I continued on towards the library.

When I arrived, the librarian at the desk was wearing a transcended body that made him look like a model from an Andy Warhol painting. Unlike me, his body was completely synthetic.

“Hello Lin Pei,” I said, hiding my hands behind me, the nubs of my missing fingers sharp against the small of my back. “How are you today?”

“Hi Ms. Y,” he said, brightly, “Studio room 4 is all set. The students are eager to meet you.”

“Wonderful.” My apartment was too old to support a personal VR room. Thank goodness for libraries.

Lin Pei moved like a dancer as he led me to an empty studio and booted the school’s program for me. A few seconds later, the studio became a perfect replica of a 2030s apartment. Nothing like my real apartment, of course. Mine didn’t have so much clutter and my taste in deco was much less . . . old fashioned. I always disliked the scene design of this program. It made me feel like an alien in my own history. But I didn’t have the heart to tell that to the program managers. They were so excited to have me as part of their living history project.

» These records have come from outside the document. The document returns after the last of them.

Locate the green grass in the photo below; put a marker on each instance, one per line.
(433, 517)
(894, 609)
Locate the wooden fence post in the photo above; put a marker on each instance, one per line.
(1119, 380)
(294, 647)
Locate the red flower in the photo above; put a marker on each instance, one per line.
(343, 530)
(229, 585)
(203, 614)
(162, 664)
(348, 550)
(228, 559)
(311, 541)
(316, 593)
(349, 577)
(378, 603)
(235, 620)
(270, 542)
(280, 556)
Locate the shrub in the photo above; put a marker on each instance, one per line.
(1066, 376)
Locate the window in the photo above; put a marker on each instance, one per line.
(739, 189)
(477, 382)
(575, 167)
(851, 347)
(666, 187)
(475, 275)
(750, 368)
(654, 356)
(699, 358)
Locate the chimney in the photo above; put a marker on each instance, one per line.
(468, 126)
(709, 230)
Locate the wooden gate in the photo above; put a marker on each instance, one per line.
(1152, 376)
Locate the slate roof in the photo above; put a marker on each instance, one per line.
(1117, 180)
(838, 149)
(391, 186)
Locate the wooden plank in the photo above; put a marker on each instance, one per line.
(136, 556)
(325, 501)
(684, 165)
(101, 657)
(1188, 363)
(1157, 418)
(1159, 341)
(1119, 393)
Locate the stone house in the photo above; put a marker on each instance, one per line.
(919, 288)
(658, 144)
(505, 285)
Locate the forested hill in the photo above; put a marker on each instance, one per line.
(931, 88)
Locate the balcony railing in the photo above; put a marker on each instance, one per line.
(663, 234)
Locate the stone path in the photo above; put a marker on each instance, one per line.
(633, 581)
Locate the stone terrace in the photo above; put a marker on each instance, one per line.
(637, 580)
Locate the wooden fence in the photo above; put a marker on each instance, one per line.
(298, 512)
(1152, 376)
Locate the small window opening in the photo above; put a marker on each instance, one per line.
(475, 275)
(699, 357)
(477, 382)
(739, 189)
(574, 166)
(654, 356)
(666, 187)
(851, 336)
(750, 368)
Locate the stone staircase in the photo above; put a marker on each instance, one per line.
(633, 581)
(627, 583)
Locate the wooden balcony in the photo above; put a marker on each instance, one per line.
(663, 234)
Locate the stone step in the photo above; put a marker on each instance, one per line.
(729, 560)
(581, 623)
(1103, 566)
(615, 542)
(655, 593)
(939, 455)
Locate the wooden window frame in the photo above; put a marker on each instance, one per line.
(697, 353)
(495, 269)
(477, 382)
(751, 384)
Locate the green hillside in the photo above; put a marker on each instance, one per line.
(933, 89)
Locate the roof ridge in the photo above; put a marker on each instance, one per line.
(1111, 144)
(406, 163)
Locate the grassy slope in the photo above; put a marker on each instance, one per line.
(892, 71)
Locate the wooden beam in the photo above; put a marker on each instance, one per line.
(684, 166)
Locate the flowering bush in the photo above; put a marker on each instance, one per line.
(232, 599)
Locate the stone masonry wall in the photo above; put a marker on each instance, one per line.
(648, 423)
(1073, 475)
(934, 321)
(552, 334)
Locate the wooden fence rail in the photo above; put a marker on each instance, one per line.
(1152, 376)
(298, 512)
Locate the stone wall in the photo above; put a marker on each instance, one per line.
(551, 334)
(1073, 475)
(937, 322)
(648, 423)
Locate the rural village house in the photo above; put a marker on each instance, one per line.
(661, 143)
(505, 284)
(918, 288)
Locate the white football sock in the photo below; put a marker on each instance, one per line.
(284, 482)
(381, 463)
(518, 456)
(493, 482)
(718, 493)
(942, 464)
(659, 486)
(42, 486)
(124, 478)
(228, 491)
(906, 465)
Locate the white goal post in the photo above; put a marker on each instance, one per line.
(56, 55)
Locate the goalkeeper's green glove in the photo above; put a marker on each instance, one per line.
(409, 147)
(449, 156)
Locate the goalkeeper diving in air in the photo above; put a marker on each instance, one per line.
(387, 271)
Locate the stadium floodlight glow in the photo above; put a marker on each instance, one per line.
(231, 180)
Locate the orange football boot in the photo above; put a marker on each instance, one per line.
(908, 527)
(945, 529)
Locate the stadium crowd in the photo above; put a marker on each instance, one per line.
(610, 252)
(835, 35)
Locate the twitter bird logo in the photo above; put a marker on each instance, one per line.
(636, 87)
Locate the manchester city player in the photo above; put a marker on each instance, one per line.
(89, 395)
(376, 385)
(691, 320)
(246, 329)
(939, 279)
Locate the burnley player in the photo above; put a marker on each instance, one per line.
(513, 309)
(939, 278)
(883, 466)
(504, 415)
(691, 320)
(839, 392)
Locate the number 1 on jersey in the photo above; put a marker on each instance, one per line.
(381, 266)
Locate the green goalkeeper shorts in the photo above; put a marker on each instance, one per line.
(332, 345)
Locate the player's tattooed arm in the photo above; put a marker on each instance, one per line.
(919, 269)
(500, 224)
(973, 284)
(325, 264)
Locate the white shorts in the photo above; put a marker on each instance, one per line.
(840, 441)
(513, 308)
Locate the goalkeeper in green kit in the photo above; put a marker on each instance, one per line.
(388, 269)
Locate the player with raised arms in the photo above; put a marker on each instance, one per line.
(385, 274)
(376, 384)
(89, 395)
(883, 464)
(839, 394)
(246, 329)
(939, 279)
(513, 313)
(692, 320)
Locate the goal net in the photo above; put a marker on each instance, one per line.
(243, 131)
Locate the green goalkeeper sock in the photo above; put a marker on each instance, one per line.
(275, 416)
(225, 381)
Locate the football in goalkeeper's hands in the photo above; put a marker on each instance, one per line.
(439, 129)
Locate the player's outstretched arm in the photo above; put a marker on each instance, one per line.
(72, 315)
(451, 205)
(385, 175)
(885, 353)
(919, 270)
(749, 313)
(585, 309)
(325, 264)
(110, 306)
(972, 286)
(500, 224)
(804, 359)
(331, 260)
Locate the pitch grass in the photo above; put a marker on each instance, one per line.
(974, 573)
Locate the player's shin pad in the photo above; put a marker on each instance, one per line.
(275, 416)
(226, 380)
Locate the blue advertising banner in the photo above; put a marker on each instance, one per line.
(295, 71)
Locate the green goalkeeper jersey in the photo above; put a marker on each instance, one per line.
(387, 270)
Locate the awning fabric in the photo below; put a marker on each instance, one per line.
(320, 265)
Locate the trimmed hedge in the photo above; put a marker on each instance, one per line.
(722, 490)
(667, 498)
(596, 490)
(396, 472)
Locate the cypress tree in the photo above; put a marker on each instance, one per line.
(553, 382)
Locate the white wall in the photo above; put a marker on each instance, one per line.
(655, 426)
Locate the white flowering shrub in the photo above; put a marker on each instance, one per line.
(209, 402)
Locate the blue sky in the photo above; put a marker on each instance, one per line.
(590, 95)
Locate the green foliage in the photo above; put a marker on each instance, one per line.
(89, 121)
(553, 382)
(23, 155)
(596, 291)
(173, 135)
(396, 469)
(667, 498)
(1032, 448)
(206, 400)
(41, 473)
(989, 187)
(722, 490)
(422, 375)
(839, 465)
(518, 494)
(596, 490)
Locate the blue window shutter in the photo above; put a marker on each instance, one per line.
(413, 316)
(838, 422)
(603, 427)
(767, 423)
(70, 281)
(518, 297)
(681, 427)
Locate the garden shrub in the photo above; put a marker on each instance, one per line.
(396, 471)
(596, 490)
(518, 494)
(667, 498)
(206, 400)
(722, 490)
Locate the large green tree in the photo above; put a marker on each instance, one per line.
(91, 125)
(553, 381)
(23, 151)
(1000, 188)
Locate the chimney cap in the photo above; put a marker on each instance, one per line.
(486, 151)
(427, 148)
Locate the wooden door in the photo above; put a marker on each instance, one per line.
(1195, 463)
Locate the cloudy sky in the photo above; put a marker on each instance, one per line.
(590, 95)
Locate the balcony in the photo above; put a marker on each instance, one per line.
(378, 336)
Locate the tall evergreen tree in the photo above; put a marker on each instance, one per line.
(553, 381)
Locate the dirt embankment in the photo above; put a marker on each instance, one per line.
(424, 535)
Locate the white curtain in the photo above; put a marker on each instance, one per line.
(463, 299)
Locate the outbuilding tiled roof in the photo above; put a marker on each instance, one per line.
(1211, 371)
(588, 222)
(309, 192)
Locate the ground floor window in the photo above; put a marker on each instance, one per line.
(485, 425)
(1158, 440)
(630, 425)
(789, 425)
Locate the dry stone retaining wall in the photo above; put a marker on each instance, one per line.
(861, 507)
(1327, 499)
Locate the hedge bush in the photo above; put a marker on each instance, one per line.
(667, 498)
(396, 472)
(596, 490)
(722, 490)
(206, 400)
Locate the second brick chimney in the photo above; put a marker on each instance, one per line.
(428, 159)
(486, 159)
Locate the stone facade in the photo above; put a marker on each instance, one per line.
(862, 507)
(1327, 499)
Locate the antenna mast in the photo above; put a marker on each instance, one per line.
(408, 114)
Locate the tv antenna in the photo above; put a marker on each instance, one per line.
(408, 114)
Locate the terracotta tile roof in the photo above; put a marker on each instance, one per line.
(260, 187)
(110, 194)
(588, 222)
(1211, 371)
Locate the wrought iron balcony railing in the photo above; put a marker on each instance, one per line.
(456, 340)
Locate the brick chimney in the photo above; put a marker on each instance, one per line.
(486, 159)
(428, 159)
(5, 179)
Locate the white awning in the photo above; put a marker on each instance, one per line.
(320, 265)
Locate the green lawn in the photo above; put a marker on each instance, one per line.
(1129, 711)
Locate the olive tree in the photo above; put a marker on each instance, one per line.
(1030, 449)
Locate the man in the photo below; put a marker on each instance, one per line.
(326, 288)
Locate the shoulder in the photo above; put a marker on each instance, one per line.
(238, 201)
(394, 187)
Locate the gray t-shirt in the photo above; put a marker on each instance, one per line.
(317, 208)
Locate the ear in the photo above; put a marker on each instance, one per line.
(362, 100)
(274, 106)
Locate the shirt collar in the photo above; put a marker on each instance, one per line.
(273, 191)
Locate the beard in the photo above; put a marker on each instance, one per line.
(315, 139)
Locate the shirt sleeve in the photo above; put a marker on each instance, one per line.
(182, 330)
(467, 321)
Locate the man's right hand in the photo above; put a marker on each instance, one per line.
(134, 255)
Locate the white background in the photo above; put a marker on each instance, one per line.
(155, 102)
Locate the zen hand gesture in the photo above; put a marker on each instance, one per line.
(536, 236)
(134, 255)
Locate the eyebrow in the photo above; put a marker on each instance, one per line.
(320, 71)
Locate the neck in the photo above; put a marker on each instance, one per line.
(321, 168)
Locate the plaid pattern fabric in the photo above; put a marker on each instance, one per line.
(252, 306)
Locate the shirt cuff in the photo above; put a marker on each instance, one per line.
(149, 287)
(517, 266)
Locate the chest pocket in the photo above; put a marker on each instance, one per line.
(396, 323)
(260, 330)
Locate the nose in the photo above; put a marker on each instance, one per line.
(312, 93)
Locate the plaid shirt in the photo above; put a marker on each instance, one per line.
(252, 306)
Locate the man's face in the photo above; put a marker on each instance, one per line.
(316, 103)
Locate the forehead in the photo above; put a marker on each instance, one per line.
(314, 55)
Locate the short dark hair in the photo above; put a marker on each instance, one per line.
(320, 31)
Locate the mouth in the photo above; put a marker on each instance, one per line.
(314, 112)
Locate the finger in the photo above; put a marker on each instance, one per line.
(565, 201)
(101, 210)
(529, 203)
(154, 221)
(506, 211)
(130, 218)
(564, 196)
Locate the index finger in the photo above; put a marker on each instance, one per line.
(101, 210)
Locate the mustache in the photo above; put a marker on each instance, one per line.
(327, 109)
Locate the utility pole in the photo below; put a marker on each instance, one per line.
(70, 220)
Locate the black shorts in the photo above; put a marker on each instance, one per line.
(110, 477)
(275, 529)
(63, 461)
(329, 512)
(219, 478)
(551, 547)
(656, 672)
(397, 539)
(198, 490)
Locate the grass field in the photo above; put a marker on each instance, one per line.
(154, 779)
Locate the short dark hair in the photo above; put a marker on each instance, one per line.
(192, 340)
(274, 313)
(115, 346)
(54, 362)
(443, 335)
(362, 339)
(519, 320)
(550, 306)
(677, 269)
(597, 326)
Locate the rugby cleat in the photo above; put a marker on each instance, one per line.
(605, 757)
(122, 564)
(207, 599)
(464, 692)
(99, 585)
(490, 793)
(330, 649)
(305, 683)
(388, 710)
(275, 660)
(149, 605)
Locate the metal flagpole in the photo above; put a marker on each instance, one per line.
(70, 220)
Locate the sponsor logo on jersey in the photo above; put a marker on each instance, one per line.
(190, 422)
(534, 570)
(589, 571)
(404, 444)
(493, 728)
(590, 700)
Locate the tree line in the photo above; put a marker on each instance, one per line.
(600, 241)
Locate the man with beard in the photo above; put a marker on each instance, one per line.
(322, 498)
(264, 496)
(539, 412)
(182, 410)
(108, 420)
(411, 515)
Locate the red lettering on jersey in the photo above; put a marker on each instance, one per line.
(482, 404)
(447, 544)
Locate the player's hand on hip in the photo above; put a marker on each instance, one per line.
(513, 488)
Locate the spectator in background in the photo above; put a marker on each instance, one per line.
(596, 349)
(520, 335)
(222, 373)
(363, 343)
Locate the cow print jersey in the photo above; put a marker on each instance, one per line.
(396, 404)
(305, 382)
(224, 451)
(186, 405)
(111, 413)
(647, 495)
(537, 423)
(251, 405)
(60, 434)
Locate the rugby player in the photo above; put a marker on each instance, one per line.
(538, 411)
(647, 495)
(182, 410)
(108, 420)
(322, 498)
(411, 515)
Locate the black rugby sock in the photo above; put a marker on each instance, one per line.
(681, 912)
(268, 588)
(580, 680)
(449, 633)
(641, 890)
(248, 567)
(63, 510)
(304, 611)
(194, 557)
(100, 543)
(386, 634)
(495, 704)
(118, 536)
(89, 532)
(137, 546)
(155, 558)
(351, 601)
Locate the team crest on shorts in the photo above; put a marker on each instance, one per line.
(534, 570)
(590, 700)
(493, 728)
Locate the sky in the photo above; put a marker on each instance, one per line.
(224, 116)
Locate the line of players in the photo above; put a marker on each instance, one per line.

I took a seat in the middle of the living room, carefully tucking my fingerless hands in my pockets.

Two minutes later, my audience appeared. The kids sat on the couches and chairs and floor, facing me. I guessed they were about eight years old. Some of them seemed interested in their surroundings, some looked wrapped up in the feeds in their heads. I had to resist shaking my head. Children didn’t know how to multitask anymore.

The boy closest to me had bright red, curly hair and I was tempted to reach out and tousle it. But that would have been ridiculous. I was the only non-projected thing in the studio.

I put on my brightest smile.

“Hello, everyone. Who do I have the pleasure of speaking with today?”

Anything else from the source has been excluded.